Especialistas de la universidad advirtieron que esta combinación de metales pesados está asociada a afectaciones renales y a una disminución en el coeficiente intelectual de niños, incluso desde la etapa de gestación. El problema, señalaron, trasciende el ámbito de salud inmediato y se posiciona como un factor que podría impactar el desarrollo educativo y laboral de las futuras generaciones.

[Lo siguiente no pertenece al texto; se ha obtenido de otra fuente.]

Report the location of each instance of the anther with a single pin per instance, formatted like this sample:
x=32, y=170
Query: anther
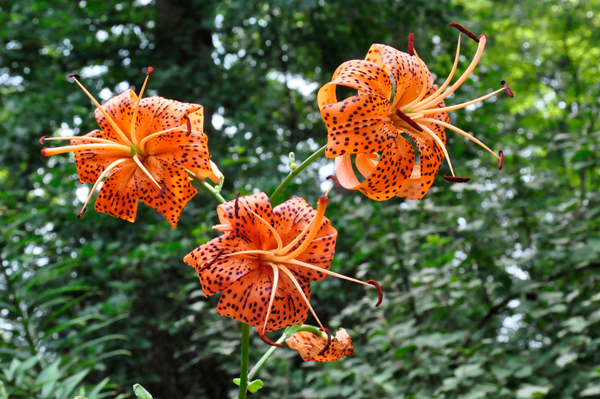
x=326, y=347
x=464, y=30
x=189, y=125
x=163, y=187
x=236, y=205
x=336, y=181
x=507, y=89
x=72, y=75
x=379, y=291
x=212, y=262
x=267, y=340
x=455, y=179
x=500, y=160
x=411, y=44
x=407, y=119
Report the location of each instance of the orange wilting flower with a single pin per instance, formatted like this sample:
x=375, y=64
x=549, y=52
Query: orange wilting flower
x=370, y=123
x=145, y=145
x=321, y=347
x=265, y=260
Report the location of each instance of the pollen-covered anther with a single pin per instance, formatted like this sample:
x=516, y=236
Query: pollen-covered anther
x=379, y=291
x=507, y=89
x=411, y=44
x=408, y=120
x=455, y=179
x=326, y=347
x=262, y=336
x=72, y=76
x=464, y=30
x=189, y=125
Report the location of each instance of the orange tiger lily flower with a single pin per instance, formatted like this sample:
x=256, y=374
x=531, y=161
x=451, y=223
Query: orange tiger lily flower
x=265, y=260
x=145, y=145
x=370, y=124
x=321, y=347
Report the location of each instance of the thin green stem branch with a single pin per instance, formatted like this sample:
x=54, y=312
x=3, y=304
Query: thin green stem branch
x=244, y=363
x=295, y=173
x=208, y=187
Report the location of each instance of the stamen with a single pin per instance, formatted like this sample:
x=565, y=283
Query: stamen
x=108, y=117
x=212, y=262
x=463, y=77
x=408, y=120
x=459, y=131
x=379, y=291
x=411, y=44
x=189, y=125
x=459, y=106
x=507, y=89
x=137, y=106
x=336, y=182
x=162, y=190
x=315, y=227
x=47, y=152
x=236, y=205
x=448, y=79
x=143, y=168
x=440, y=144
x=464, y=30
x=273, y=292
x=454, y=179
x=301, y=292
x=326, y=331
x=98, y=180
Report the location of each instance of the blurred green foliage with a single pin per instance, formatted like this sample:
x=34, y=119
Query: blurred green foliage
x=491, y=286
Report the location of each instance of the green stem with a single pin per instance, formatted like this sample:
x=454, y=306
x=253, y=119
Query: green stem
x=295, y=173
x=244, y=362
x=208, y=187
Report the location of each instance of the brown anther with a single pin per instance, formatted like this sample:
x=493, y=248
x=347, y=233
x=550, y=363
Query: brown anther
x=189, y=125
x=336, y=181
x=262, y=336
x=379, y=291
x=455, y=179
x=326, y=347
x=507, y=89
x=236, y=205
x=162, y=189
x=407, y=119
x=72, y=75
x=500, y=160
x=464, y=30
x=212, y=262
x=411, y=44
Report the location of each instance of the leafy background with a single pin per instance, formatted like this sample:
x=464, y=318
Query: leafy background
x=491, y=286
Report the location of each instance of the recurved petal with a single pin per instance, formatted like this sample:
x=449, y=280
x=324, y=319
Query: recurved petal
x=118, y=196
x=175, y=191
x=120, y=109
x=246, y=225
x=247, y=300
x=357, y=124
x=364, y=76
x=384, y=178
x=90, y=164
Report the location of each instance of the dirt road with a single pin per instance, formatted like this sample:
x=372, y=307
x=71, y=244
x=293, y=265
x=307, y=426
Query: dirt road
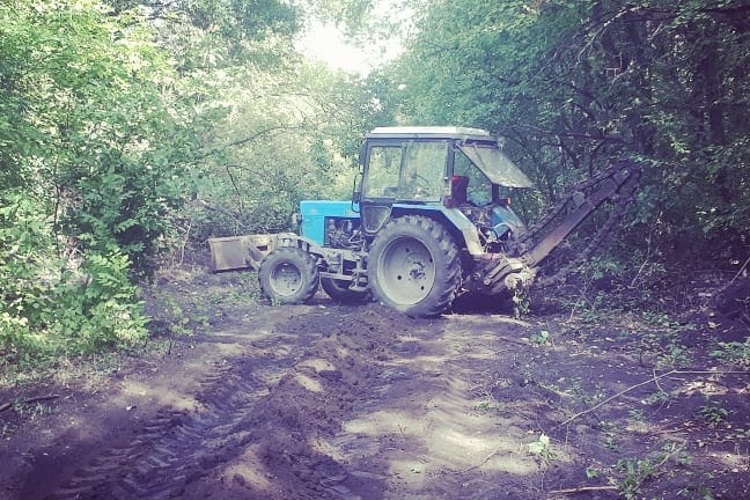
x=330, y=401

Los estudios también evidencian que el acuífero profundo ha perdido su capacidad de protección natural. Al menos el 13 por ciento de los pozos monitoreados presentan infiltración de contaminantes externos como nitratos provenientes de actividades agrícolas, bacterias fecales asociadas a descargas de aguas residuales y microplásticos derivados de la quema de basura. Estas sustancias logran filtrarse a través de fracturas en el subsuelo y de pozos antiguos, afectando la calidad del agua incluso a más de 100 metros de profundidad.
Ante este panorama, la comunidad académica urgió a que la calidad del agua se coloque como una prioridad en la agenda pública, por encima de proyectos de infraestructura. Entre las soluciones planteadas destacan la instalación de sistemas de ósmosis inversa a gran escala y la implementación de monitoreos constantes en plantas purificadoras y empresas de distribución.